At number five is Tianhe-2A (Milky Way-2A), developed by China’s National University of Defense Technology with HPL performance of 61.4 petaflops. It has a hybrid architecture employing Intel Xeon CPUs and custom-built Matrix-2000 coprocessors and is deployed at the National Supercomputer Center in Guangzhou, China.

A new system on the list, HPC5, a PowerEdge system built by Dell and installed by the Italian energy firm Eni S.p.A, captured the number six spot with an HPL performance of 35.5 petaflops.  HPC5 is the fastest supercomputer in Europe and the world’s most powerful system for commercial use. It is powered by Intel Xeon Gold processors and NVIDIA Tesla V100 GPUs and uses Mellanox HDR InfiniBand as the system network.

Fugaku system configuration (source: Jack Dongarra)

Another new system, Selene, is at number seven with an HPL mark of 27.58 petaflops. It is an Nvidia DGX SuperPOD, powered by Nvidia’s new “Ampere” A100 GPUs and AMD’s EPYC “Rome” CPUs. Selene is installed at NVIDIA in the US and uses Mellanox HDR InfiniBand as the system network.

Frontera, a Dell C6420 system installed at the Texas Advanced Computing Center (TACC) in the US is ranked eighth on the list. Its 23.5 HPL petaflops is achieved with 448,448 Intel Xeon cores.  Marconi-100, at 21.6 petaflops and installed at Italy’s CINECA research center comes in no. 9. It is powered by IBM Power9 processors and NVIDIA V100 GPUs, employing dual-rail Mellanox EDR InfiniBand. Rounding out the top 10 is Piz Daint at 19.6 petaflops, a Cray XC50 system installed at the Swiss National Supercomputing Centre in Lugano, Switzerland. It is equipped with Intel Xeon processors and NVIDIA P100 GPUs.

A complete listing of the updated TOP500 will be released by the organization here.

Impressed as he is by Fugaku, Dongarra cautioned that the new no. 1 system is not an exascale supercomputer.

“No, I would not pose it as the first exascale machine,” he said. “The Summit machine had a peak performance over an exaflop – I think the peak for Summit was about three exaflops, but it couldn’t achieve that on the (LINPACK) benchmark. And for most scientific applications, we talk about 64-bit computation. So for 64-bit, we’re still under an exaflop.”

Taking the list in aggregate, the TOP500 totals 2.23 exaflops, up from 1.65 exaflops six months ago. The majority of that increase is the result of the new number one Fugaku supercomputer.  The new entry point on the list (system number 500) is 1.24 petaflops, only a slight increase from the previous list. Overall the number of new systems in the list is only 51, a record low since the beginning of the TOP500 in 1993.
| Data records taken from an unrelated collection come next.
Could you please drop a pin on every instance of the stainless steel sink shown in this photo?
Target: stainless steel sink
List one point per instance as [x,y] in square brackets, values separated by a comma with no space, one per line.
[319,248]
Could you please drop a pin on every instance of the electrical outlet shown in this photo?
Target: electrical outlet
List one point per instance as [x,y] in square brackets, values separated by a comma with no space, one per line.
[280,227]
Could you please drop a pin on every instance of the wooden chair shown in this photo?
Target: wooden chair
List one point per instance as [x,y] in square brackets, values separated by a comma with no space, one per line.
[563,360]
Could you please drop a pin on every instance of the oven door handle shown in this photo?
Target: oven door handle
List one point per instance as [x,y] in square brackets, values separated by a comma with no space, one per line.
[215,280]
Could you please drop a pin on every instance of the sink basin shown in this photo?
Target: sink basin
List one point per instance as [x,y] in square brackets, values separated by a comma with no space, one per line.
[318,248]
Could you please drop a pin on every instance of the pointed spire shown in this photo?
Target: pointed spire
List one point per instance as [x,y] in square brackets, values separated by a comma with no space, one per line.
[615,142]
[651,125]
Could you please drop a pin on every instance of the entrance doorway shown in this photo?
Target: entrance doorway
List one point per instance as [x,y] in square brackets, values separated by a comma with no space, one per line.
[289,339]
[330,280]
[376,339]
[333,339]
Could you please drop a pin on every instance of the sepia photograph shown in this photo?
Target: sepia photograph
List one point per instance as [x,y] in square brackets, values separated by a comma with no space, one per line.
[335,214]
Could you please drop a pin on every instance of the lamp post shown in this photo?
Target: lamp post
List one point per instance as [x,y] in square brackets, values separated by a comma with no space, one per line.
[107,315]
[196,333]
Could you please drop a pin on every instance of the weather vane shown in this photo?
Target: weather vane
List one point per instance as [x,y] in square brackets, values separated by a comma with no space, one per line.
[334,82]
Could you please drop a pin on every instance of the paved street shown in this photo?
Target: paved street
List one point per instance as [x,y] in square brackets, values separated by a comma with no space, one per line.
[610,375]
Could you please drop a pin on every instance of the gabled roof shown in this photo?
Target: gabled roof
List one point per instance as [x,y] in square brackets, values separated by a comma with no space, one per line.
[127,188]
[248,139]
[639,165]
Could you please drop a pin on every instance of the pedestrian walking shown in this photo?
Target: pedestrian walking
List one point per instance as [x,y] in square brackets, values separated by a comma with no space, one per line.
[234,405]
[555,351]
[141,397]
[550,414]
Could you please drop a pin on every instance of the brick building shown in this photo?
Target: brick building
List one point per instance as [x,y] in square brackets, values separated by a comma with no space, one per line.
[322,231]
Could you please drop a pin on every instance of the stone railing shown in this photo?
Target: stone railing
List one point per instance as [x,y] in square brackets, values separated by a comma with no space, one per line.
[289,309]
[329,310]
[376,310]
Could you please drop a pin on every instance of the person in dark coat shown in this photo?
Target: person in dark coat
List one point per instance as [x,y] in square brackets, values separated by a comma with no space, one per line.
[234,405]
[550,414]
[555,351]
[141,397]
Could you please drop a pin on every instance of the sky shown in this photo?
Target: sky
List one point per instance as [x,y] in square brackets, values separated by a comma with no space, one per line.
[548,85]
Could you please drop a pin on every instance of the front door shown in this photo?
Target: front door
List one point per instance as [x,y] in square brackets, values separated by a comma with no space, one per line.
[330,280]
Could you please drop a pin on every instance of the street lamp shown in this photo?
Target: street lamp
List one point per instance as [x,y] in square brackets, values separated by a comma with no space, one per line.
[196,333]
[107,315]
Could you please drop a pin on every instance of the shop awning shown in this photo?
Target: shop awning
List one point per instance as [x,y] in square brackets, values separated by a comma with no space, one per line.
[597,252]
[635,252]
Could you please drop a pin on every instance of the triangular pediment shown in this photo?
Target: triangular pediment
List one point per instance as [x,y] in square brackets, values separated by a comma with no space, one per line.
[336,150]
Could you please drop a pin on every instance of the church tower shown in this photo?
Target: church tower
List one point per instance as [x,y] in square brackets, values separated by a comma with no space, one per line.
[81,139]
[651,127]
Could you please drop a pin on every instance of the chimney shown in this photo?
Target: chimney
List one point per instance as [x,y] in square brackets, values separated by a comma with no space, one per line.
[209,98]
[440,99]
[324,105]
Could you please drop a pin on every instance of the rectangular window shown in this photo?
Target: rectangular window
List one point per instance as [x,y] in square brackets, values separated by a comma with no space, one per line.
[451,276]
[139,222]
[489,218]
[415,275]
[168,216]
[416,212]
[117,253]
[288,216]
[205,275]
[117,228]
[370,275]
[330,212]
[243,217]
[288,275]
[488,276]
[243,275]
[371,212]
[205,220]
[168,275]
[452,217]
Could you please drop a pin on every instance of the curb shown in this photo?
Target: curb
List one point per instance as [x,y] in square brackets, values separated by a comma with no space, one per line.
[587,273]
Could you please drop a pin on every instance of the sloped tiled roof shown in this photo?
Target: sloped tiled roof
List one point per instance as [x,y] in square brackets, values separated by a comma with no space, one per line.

TOP500 said China dominates the list with 226 supercomputers. The U.S. is number two with 114; Japan third with 30; France has 18; and Germany claims 16. Despite coming in second on system count, the US continues to edge out China in aggregate list performance with 644 petaflops to China’s 565 petaflops. Japan, with its significantly smaller system count, delivers 530 petaflops, TOP500 reported.

The organization said 144 systems on the list use accelerators (135 use Nvidia GPUs) or coprocessors, one less than six months ago.  As has been the case in the past, the majority of the systems equipped with accelerator/coprocessors (135) are using NVIDIA GPUs.

Having said that, the x86 continues to be the dominant processor architecture, it’s used in 481 of the 500 systems. Intel claims 469 of these, with AMD installed in 11 and Hygon in the remaining one.  Arm processors are present in just four TOP500 systems, three of which employ the new Fujitsu A64FX processor, with the remaining one powered by Marvell’s ThunderX2 processor, according to TOP500.

Comments

  1. Bob Ciotti says

    An important detail to pull out is that the HPCG performance of the Post-K machine is 5x that of Summit at a little north of 14 petaflops and twice Summits efficiency. That 5x multiplier is arguably the most relevant metric for the 64-bit boffin. The Japanese have shown tremendous leadership again and strategic focus while others struggle to incorporate stacked HBM memory designs into something that’s straight forward to program. Hopefully we can begin to see other HBM based designs that can better facilitate portability.